The Not So Obvious Advantages of a SaaS Platform

Oct 29, 2007 by

I’ve written about many of the obvious advantages of a SaaS platform before: harnessing a platform to reduce implementation time, cost of implementation and/or transition (for you ISVs with existing product lines), reduction in operational costs, and the list goes on. But what about not so obvious advantages? After some fruitful discussion with individuals at various organizations, I’ve identified some not so obvious advantages to building your next offering atop a SaaS platform (where the SaaS platform encapsulates a delivery, execution, and business services stack):

  1. Cross Team Knowledge: In larger ISVs and corporations, multiple teams develop products in parallel and many times inadvertently duplicate efforts and functionality if good communications don’t exist between teams. If an ISV is pursuing multiple SaaS offerings across teams, standardizing on a SaaS platform (in-house or otherwise) creates common, transferable knowledge across teams. This creates baseline knowledge compatibility and teams can be useful to each other as they learn to exploit various parts of the platforms functionality.
  2. Long Term Flexibility: Having a true SaaS platform as a foundation for a SaaS offerings creates a level of natural decoupling between the SaaS delivery stack and the products built on it. This allows for future products to be built atop the delivery platform since the platform tends toward abstraction rather than specialization. As a result, the flexibility of reusing the delivery mechanisms becomes a reality. In situations where the delivery stack and service are fused together, it becomes very difficult to use just the delivery platform. Far too often, the delivery stack was designed to fit the specific needs of the offering.
  3. Independent Evolution: When infrastructure or non-strategic software is baked into a product, it takes an evolutionary back seat to strategic code that directly affects the value proposition of the offering. As a result, that part of the product never evolves, and new efficiencies end up being lost opportunities. Utilizing a decoupled platform allows for a powerful stack to evolve independently of the business functionality it hosts. This creates a powerful mutualism between the host and hosted software. What’s even more interesting is that using a third party rather than in-house platform can balloon this benefit since the platform evolves with wide and varied community input rather than in isolation.
  4. Insulation via Isolation: Isolating delivery platform from product code creates an insulative (warning: insulative is a made up word) effect allowing for some degree of code portability as well as project creep safety. Having a baked in delivery stack results in a higher yield of bugs creeping up from the stack or down from the product, making quality control more difficult than necessary.

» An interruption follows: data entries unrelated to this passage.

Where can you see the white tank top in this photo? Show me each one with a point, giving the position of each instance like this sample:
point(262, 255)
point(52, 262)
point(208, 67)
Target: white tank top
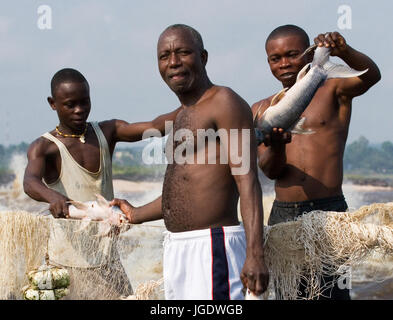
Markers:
point(65, 246)
point(76, 182)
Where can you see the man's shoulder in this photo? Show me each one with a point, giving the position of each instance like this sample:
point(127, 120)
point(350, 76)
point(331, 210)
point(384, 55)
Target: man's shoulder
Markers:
point(41, 145)
point(262, 104)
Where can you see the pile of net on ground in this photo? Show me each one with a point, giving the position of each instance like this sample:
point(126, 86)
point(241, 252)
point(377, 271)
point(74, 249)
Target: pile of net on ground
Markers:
point(93, 263)
point(315, 244)
point(327, 243)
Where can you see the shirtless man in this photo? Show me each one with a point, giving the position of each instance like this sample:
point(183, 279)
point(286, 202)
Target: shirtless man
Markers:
point(73, 162)
point(207, 254)
point(308, 169)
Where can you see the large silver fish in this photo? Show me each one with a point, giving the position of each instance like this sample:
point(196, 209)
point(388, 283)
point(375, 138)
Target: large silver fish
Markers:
point(288, 105)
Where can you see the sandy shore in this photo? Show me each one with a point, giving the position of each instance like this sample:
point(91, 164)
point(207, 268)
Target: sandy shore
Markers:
point(133, 186)
point(366, 188)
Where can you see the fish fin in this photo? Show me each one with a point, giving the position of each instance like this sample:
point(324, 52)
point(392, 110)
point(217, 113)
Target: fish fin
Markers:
point(303, 72)
point(79, 205)
point(297, 128)
point(278, 96)
point(102, 202)
point(341, 71)
point(84, 223)
point(103, 228)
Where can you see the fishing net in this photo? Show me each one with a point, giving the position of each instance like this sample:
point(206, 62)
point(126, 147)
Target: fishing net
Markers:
point(325, 244)
point(318, 243)
point(93, 262)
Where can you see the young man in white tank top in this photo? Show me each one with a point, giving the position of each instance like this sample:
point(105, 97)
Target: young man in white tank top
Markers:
point(73, 161)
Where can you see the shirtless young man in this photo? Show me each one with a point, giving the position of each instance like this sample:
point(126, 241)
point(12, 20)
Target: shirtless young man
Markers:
point(73, 162)
point(207, 254)
point(308, 169)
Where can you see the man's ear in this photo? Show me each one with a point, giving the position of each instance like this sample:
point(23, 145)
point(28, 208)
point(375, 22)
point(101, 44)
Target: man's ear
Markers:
point(204, 56)
point(51, 102)
point(310, 56)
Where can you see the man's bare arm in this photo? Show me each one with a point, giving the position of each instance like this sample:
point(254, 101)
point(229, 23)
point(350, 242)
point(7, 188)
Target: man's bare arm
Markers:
point(33, 184)
point(130, 132)
point(350, 87)
point(236, 114)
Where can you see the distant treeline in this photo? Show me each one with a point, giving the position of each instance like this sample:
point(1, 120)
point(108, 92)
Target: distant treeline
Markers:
point(363, 162)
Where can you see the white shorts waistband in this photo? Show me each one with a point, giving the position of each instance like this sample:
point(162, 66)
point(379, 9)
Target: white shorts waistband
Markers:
point(228, 230)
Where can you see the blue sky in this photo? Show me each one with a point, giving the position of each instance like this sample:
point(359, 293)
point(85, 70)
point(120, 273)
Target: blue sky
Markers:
point(113, 43)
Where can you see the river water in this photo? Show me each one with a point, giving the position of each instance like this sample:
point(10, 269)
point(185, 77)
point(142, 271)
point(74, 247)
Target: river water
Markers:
point(372, 279)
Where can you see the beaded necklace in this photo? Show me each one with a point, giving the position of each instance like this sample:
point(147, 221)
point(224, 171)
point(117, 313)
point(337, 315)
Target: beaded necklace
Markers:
point(80, 136)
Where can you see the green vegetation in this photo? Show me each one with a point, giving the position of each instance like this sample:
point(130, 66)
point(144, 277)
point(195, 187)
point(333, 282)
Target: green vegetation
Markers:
point(369, 164)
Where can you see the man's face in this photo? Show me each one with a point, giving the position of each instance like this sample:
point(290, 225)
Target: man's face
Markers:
point(181, 63)
point(71, 100)
point(283, 58)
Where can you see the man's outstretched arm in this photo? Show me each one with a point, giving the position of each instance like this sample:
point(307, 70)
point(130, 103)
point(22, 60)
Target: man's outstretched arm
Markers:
point(34, 186)
point(149, 212)
point(130, 132)
point(236, 114)
point(350, 87)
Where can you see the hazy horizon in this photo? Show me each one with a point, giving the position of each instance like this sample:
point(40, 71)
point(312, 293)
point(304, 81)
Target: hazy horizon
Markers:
point(114, 45)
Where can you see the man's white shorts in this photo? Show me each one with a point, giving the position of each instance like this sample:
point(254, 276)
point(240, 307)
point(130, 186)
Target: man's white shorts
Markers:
point(204, 264)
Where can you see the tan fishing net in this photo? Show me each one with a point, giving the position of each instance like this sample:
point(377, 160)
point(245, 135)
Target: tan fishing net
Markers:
point(93, 263)
point(315, 244)
point(327, 243)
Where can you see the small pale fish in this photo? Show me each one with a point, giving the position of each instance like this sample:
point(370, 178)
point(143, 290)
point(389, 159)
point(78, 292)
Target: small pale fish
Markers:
point(251, 296)
point(97, 211)
point(288, 105)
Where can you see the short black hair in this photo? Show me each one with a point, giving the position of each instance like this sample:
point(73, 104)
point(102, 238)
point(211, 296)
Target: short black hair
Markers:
point(288, 30)
point(196, 36)
point(66, 75)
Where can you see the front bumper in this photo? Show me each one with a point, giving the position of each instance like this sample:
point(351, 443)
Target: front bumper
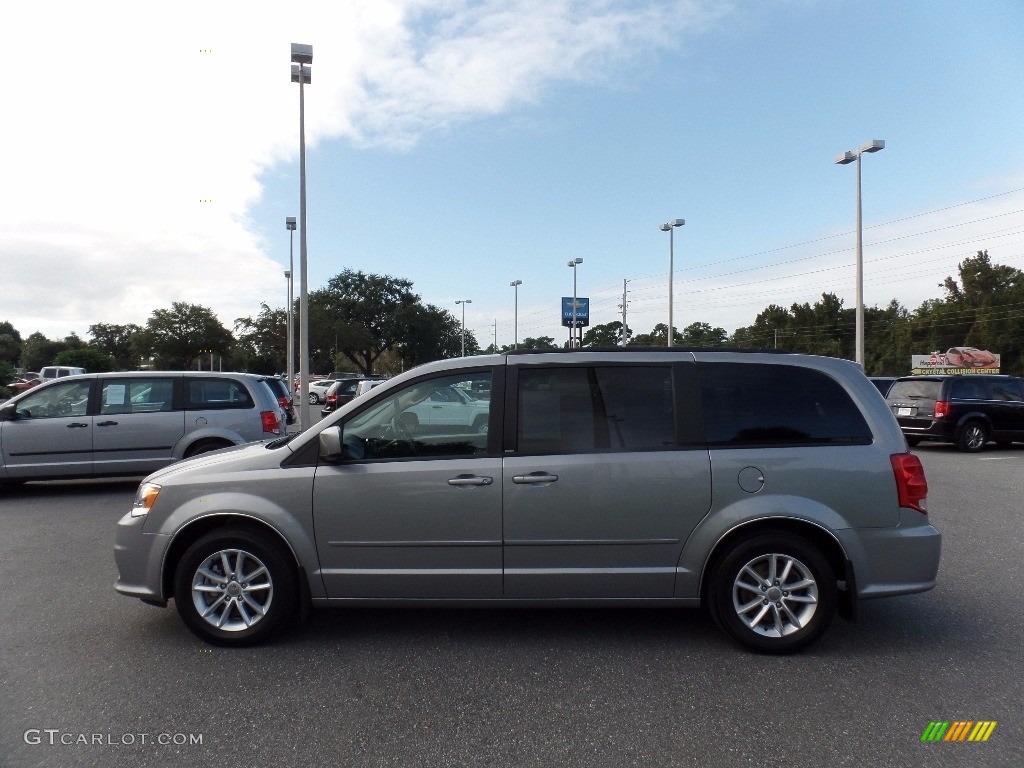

I’m sure that there are many more non-obvious benefits (I can think of a few more, but I think you get the point). Given these as well as the obvious benefits, it seems natural that over time the prevailing implementation choice would be to decouple the delivery stack from the strategic code, much like application and web servers did in the past. Do you agree or disagree? Has anyone experienced negative side-effects of baking the delivery and execution stack directly into the product? Feel free to comment!